Cross-cutting concerns (apply at every milestone)

• Branching: every milestone gets its own feature/audit-log-mN-<slice> branch; merged with --no-ff to main on milestone completion. No pushes without explicit user authorization.
• Tests: Every task adds tests first (failing test → impl → passing test). Existing tests must keep passing.
• Commits: small and frequent. Bite-sized per writing-plans skill.
• Reviews: per the bundling cadence in user memory — group small adjacent tasks into a single implementer dispatch, run one combined spec+quality review per bundle, then a final cross-bundle review at end of milestone.
• Docs: if implementation reveals a design gap, fix the design doc FIRST (in docs/requirements/Component-AuditLog.md and/or alog.md), commit, then implement. Don't let the code and docs drift.
• Infra: the 3 infra/* working-tree modifications still uncommitted on main are unrelated and stay that way unless the user explicitly addresses them.
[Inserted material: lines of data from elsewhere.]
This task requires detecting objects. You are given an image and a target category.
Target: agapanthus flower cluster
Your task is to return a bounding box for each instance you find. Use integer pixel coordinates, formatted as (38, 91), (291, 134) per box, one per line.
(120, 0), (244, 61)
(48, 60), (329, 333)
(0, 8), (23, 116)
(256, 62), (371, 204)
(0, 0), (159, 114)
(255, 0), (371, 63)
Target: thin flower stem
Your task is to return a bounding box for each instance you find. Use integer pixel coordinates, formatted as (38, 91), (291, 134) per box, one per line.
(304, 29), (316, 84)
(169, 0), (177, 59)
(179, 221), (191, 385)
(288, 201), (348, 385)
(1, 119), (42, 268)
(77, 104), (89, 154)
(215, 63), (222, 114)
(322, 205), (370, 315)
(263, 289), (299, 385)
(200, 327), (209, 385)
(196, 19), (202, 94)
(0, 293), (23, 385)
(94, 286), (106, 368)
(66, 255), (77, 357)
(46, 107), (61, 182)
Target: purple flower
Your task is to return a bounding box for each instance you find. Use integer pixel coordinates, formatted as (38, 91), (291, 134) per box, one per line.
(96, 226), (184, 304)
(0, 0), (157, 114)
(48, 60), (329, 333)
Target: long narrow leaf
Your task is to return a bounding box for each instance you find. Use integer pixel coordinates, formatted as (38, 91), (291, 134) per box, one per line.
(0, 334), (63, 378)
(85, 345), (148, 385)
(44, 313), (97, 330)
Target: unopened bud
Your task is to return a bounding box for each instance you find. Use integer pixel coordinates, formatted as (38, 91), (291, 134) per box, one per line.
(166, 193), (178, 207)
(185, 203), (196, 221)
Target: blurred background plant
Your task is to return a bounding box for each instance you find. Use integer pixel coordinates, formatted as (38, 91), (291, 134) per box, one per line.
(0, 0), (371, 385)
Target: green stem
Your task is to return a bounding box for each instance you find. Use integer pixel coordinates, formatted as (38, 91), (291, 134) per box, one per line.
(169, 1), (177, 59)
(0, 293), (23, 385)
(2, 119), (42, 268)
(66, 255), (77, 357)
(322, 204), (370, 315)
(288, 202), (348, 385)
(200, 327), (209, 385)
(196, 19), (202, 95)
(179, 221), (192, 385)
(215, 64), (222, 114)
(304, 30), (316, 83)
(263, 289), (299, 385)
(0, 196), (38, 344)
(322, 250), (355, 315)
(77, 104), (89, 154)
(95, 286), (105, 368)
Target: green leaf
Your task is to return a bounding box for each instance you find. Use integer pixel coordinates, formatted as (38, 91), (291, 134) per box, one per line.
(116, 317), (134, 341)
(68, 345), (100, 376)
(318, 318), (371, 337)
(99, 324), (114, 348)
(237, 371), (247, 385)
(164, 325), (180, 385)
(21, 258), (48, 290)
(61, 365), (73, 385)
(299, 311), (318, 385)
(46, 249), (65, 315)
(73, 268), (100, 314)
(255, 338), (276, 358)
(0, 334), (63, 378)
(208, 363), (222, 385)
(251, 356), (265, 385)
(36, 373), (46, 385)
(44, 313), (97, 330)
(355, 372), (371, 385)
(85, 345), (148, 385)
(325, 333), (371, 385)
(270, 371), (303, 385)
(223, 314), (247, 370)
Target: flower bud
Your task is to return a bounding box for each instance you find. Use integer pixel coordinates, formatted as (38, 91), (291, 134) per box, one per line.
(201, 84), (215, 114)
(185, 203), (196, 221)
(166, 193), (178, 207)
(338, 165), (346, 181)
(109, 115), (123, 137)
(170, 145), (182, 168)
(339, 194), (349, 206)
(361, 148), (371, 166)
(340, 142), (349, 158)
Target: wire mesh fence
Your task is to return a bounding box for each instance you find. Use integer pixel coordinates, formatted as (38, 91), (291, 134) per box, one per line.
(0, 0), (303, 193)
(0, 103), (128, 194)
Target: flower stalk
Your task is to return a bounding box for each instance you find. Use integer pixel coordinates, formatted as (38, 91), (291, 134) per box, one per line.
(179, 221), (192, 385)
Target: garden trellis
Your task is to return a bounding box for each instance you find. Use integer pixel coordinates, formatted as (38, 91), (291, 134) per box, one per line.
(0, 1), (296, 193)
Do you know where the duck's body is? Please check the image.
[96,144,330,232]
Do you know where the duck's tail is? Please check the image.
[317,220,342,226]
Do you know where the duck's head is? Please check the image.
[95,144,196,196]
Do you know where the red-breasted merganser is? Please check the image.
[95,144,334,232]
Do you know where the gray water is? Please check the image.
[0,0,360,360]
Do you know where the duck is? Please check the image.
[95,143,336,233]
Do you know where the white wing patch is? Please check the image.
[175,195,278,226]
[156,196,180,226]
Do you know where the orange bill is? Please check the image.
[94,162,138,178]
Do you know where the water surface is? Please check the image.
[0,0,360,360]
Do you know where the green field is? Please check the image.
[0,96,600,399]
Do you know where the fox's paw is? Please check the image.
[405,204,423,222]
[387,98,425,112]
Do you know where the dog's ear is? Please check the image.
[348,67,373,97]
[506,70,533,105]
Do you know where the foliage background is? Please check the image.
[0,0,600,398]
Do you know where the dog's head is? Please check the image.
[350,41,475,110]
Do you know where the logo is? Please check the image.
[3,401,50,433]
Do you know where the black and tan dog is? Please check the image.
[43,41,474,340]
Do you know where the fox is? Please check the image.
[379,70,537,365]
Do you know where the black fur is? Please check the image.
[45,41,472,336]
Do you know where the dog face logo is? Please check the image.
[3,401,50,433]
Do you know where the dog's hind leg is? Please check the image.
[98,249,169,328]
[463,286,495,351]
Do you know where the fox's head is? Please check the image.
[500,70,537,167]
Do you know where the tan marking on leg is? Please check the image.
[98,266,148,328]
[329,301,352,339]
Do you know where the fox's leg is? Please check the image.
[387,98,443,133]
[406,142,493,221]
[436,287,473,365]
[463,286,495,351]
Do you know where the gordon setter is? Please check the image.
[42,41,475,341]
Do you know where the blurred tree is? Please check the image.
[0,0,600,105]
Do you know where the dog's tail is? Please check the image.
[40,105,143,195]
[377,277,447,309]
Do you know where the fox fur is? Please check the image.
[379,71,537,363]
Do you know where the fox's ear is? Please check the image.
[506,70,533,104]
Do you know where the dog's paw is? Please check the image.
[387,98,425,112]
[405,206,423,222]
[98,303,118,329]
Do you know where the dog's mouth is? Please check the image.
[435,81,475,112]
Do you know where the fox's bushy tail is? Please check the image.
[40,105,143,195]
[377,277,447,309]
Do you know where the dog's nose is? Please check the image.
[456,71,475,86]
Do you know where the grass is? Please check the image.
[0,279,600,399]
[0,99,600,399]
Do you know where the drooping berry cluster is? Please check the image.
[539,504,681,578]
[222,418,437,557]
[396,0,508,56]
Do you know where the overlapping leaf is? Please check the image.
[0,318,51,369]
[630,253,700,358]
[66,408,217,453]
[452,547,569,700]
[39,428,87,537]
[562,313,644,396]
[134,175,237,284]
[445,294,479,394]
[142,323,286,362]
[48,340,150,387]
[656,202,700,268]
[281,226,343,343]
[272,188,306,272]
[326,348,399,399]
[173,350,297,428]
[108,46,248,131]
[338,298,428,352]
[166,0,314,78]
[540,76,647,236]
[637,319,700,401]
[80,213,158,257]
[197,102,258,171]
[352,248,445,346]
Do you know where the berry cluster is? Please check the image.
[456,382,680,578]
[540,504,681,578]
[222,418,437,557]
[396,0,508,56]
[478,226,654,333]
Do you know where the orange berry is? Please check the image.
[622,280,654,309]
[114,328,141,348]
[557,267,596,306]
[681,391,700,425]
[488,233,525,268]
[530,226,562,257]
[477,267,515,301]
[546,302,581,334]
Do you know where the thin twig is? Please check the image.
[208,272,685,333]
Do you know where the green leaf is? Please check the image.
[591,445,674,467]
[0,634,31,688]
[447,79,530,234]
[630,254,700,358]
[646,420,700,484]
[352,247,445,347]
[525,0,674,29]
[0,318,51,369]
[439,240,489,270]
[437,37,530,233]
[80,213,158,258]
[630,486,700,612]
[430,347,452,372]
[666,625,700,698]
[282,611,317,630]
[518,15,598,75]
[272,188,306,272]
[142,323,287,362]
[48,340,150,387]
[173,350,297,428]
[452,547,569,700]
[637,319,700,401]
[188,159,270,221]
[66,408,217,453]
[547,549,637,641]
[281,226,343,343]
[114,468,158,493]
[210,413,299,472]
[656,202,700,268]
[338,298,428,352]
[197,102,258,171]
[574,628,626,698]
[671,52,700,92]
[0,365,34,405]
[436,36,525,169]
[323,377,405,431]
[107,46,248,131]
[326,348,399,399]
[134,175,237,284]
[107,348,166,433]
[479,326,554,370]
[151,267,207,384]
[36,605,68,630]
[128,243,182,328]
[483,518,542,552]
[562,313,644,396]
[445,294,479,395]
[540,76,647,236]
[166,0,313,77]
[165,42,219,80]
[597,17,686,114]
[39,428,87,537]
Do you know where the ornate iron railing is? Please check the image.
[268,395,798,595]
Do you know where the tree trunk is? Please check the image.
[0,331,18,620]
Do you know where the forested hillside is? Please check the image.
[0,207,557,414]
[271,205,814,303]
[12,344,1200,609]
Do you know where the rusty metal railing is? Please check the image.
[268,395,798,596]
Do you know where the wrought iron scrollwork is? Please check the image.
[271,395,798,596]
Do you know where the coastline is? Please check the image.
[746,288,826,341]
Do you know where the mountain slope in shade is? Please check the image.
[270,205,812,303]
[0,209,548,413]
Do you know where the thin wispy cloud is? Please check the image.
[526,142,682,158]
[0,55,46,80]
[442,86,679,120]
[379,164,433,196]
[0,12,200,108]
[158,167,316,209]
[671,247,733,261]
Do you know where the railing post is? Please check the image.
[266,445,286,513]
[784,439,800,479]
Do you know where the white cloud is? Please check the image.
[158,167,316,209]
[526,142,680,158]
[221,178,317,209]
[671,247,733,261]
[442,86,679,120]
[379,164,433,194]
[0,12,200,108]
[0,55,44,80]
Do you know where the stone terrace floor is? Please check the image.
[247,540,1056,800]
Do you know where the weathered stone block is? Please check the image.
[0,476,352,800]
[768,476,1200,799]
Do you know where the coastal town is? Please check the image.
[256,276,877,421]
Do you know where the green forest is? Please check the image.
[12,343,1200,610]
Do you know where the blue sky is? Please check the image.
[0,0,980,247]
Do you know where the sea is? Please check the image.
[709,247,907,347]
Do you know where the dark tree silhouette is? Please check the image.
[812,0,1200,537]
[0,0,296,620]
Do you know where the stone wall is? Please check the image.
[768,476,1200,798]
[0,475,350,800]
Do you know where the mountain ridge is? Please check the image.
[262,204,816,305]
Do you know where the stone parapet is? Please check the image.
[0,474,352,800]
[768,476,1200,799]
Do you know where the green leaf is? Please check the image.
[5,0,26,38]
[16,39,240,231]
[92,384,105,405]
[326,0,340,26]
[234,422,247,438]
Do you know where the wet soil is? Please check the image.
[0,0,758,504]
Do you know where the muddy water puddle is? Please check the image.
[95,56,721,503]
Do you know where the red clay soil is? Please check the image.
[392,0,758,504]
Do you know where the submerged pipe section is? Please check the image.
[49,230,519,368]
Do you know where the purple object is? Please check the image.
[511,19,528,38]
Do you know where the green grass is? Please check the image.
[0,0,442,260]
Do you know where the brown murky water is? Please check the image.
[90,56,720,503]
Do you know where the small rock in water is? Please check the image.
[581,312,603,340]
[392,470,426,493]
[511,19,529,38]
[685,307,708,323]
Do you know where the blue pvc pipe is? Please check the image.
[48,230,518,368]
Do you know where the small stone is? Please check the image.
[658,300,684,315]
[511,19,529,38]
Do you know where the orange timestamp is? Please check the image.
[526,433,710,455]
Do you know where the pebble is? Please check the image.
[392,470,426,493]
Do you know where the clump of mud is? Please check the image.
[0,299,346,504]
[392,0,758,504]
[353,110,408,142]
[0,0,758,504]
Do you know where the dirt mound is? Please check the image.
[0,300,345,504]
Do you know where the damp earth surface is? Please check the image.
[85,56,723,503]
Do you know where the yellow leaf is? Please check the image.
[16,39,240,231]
Use explicit git add <path> throughout, never git commit -am.

---

Per-milestone execution flow (template)

When a milestone is about to start, run this sequence:

1. Brainstorm: short skill invocation to nail any code-level decisions not fixed in the spec (test fixture placement, migration helper choice, etc.).
2. Writing-plans: produce a milestone-specific plan with TDD detail per task — saved to docs/plans/2026-XX-XX-auditlog-mN-<slice>.md + peer .tasks.json.
3. Subagent-driven execution: bundle small tasks per cadence preference; per-bundle implementer + combined reviewer; cross-milestone review at end; merge to main with --no-ff.

The roadmap is the contract for what each milestone ships; the per-milestone plan is the contract for how it gets built.